Data structure for program scope?


I'm trying to parse through an AST of a program for a made up language, to be specific I'm trying to emulate the scope, so you enter a function for example and you push a new scope, and when the function is finished being visited by the visitor, it pops the scope. One important aspect is that when we push a new scope, there is a pointer currentScope that is set, which points to the scope we're currently looking at. When we pop the scope, this currentScope is set to be the "outer":

class Scope:
    outer : Scope
    inner : Scope

This is going to happen in multiple passes, but the first pass it's important that it constructs the general tree of scopes. The question I'm asking though is how can I traverse this tree in the same order it was created? For example:

{ // global scope
    { // a
        { // aa

        }
        { // ab
        }
    }
    { // b
    }
}

When I pass over the exact same set of nodes again, in theory they will give me the same tree of scope, but I want to preserve all of the data we collect and store each scope over each pass.
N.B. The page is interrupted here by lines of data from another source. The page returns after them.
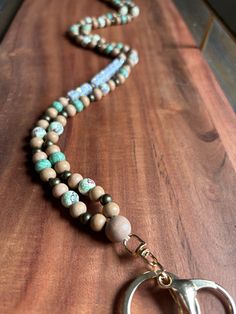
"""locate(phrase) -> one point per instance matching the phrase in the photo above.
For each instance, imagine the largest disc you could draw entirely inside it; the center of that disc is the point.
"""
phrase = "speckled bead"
(56, 157)
(86, 185)
(118, 228)
(42, 164)
(38, 132)
(69, 198)
(56, 127)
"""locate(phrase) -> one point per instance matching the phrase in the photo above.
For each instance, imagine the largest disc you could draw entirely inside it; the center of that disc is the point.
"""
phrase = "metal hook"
(183, 291)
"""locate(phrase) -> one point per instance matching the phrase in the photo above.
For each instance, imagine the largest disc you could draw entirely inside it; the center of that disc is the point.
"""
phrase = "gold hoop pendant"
(183, 291)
In other words, when the second or third pass happens over the AST, when we visit a, currentScope = a, and when we visit aa, then currentScope = aa. Is this possible? I'm really confused with this idea, the whole recursive-y aspect is really messing with my head and I can't seem to figure out how to do this.

Here's what I've tried:

class Scope
    outer : Scope
    inner : Scope
    siblings : []Scope

    Scope(outer):
        this.outer = outer

push_idx = 0

push_scope()
    // set global scope
    if current is null
        global = new Scope(null)
        current = global
        return

    if current.inner is not null:
        // first pass over the AST
        if current_pass == 0:
            new_scope = new Scope(current)
            current.siblings.push(new_scope)
            current = new_scope
            return
        current = current.siblings[push_idx++]
    else:
        new_scope = new Scope(current)
        current.inner = new_scope
        current = current.inner

pop_scope()
    push_idx = 0
    current = current.outer

Though the order doesn't seem correct, and I'm fairly certain this is the wrong approach to this.


Solution

  • A data structure that's often used to track scope inside a compiler is a spaghetti stack, which is essentially a linked list data structure where each scope is a node storing a pointer to its parent scope. Whenever you enter a scope, you create a new node, point it to the enclosing scope, then store the node somewhere in the AST associated with that scope. As you walk the AST, your AST walker stores a pointer to the current scope node. When you enter a scope, you create a new scope node as described above. When you leave a scope, you change the pointer to point to the parent of the current scope. This ends up building a large inverted tree structure where each scope can trace its scope chain up to the root scope - the spaghetti stack.